HDL Distributed Arithmetic for FIR Filters

Open Live Script

This example illustrates how to generate HDL code for a lowpass FIR filter with Distributed Arithmetic (DA) architecture.

Distributed Arithmetic

Distributed Arithmetic is a popular architecture for implementing FIR filters without the use of multipliers. DA realizes the sum of products computation required for FIR filters efficiently using LUTs, shifters and adders. Since these operations map efficiently onto an FPGA, DA is a favored architecture on these devices.

Design the Filter

Use a sampling rate of 48 kHz, passband edge frequency of 9.6 kHz and stop frequency of 12k. Set the allowable peak-to-peak passband ripple to 1 dB and the stopband attenuation to -90 dB. Then, design the filter using fdesign.lowpass, and create the System object filter as a direct form FIR filter.

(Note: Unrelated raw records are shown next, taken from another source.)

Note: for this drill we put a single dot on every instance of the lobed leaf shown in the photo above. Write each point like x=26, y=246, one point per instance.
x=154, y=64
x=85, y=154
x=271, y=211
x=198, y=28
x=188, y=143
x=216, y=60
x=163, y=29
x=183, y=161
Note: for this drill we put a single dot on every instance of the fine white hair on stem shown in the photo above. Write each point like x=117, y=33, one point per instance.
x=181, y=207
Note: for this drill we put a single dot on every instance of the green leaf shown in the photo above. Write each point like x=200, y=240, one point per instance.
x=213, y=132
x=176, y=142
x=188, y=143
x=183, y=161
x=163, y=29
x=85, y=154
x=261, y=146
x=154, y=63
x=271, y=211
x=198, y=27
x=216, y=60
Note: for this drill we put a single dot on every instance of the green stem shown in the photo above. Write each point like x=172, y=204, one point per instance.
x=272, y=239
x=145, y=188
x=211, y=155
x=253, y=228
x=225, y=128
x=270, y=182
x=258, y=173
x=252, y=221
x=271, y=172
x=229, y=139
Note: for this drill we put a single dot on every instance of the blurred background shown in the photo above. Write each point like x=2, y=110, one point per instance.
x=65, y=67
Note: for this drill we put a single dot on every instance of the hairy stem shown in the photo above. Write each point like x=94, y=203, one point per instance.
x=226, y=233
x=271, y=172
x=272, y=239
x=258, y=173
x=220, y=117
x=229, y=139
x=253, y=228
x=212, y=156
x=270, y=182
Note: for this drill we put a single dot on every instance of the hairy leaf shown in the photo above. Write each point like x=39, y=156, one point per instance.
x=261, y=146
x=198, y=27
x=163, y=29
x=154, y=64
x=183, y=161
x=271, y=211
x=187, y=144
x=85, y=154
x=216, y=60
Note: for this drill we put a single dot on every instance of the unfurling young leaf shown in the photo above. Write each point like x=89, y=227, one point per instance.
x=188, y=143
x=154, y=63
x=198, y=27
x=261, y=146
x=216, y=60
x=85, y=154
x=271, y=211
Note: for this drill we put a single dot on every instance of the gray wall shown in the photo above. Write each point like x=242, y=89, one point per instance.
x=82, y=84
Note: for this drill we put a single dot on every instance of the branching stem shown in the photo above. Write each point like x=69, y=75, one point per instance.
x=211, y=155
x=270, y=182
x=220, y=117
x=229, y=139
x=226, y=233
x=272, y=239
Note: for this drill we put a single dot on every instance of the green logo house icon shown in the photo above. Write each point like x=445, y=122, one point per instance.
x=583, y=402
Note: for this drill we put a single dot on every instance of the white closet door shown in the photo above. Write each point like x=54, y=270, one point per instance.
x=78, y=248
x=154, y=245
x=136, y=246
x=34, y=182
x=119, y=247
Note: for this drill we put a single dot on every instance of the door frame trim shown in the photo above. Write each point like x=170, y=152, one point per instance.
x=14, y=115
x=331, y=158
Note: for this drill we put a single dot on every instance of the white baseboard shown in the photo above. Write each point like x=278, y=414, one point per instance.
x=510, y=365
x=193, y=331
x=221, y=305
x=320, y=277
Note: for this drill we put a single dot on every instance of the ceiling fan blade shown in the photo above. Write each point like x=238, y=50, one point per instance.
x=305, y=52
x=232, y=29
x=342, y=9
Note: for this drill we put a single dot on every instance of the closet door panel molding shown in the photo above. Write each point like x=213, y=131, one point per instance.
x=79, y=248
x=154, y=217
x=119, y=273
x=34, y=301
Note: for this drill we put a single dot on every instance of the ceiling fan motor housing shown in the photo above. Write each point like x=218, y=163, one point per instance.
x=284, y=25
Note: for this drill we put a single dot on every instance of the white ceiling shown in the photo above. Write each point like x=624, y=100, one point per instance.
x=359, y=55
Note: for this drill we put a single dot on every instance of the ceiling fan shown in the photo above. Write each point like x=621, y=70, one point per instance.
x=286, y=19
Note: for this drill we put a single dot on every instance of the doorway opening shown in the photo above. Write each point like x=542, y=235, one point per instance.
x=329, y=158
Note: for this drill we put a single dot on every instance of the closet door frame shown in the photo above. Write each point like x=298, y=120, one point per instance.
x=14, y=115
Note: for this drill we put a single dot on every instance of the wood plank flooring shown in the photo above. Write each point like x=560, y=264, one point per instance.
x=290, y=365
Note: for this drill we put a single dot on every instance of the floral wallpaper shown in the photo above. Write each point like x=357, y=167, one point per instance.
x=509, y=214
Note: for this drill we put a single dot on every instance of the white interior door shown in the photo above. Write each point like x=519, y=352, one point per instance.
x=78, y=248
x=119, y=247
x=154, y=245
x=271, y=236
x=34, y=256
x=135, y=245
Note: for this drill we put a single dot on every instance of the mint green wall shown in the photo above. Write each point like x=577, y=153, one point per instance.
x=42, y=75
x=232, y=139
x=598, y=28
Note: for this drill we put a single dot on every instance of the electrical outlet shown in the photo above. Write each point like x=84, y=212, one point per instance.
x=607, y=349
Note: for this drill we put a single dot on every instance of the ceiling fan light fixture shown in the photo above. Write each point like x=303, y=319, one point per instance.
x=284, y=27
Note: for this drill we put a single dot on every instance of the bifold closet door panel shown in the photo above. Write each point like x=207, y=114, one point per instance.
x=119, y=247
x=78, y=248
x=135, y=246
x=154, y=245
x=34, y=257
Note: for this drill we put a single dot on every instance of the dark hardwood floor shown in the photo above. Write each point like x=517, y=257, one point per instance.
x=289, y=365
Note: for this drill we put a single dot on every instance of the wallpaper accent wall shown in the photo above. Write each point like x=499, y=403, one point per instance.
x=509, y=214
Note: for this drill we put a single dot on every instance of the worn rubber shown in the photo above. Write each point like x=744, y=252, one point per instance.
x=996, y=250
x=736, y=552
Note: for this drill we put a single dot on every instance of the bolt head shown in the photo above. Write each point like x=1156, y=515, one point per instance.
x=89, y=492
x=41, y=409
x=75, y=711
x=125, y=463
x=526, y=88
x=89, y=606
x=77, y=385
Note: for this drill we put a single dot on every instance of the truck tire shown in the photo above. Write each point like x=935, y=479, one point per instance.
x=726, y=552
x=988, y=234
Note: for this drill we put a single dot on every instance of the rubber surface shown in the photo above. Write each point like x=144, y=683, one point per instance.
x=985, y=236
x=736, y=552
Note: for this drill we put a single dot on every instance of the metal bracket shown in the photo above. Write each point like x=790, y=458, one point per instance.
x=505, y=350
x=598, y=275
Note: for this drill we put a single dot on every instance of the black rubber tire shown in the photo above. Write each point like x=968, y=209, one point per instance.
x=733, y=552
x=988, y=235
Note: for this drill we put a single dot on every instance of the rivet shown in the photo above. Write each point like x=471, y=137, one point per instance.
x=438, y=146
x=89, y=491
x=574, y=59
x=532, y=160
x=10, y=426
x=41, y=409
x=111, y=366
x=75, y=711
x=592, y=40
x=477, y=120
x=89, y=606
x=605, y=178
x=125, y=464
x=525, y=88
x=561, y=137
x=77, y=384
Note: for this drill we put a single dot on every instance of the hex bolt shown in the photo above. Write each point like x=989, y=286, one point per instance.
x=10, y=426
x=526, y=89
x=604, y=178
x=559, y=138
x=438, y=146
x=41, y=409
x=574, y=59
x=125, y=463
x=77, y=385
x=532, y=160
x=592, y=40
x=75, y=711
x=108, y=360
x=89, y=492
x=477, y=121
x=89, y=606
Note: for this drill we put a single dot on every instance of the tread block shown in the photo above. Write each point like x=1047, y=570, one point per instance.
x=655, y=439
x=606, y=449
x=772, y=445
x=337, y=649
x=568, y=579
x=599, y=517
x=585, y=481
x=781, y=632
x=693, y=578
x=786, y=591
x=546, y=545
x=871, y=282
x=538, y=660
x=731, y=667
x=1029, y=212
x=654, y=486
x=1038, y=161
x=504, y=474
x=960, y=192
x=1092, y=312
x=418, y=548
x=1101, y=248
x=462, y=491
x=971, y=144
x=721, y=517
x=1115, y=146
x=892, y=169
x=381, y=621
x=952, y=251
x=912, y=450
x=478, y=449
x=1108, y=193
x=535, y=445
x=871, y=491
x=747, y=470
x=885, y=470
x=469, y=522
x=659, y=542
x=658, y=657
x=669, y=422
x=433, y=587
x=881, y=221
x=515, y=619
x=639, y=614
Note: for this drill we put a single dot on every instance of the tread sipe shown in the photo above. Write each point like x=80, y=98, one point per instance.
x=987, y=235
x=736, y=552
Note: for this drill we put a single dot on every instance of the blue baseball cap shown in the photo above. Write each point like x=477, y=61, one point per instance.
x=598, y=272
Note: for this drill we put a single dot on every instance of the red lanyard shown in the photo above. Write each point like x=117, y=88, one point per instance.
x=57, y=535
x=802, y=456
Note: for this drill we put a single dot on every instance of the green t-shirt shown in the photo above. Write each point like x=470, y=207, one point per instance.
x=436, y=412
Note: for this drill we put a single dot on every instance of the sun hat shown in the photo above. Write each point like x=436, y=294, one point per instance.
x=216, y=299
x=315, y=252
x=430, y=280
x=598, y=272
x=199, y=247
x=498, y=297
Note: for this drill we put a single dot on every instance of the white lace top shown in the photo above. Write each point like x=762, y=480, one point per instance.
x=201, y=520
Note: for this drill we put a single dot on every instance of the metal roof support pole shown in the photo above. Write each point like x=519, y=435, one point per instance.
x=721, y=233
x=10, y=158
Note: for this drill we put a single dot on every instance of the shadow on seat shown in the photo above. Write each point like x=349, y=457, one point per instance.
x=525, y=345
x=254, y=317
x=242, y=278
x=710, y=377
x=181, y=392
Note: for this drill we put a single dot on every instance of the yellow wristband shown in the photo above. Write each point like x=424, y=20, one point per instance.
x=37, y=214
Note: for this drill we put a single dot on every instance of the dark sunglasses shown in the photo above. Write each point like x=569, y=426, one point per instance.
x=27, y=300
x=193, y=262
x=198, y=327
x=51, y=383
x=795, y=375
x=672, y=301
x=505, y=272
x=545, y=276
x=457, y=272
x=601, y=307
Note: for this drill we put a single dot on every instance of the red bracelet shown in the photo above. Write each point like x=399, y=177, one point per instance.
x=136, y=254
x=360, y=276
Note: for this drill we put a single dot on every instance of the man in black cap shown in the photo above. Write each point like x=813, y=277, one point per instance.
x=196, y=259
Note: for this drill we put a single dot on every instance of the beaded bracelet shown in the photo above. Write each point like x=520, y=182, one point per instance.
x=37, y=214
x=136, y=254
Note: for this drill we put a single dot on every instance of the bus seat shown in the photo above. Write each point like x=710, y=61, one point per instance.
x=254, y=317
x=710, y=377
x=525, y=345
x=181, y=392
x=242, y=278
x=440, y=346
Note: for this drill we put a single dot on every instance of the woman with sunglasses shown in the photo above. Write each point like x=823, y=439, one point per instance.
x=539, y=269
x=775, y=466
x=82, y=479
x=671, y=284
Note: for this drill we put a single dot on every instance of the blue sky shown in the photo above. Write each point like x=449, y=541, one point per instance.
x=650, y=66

Fs           = 48e3;         % Sampling Frequency in Hz
Fpass        = 9.6e3;        % Passband Frequency in Hz
Fstop        = 12e3;         % Stopband Frequency in Hz
Apass        = 1;            % Passband Ripple in dB
Astop        = 90;           % Stopband Attenuation in dB

lpSpec = fdesign.lowpass( 'Fp,Fst,Ap,Ast',...
    Fpass, Fstop, Apass, Astop, Fs);

lpFilter = design(lpSpec, 'equiripple', 'filterstructure', 'dffir',...
    'SystemObject', true);

Quantize the Filter

Since DA implements the FIR filter by serializing the input data bits, it requires a quantized filter. Assume that 12 bit input and output word lengths with 11 fractional bits are required (due to of fixed data path requirements or input ADC/output DAC widths). Apply these fixed point settings.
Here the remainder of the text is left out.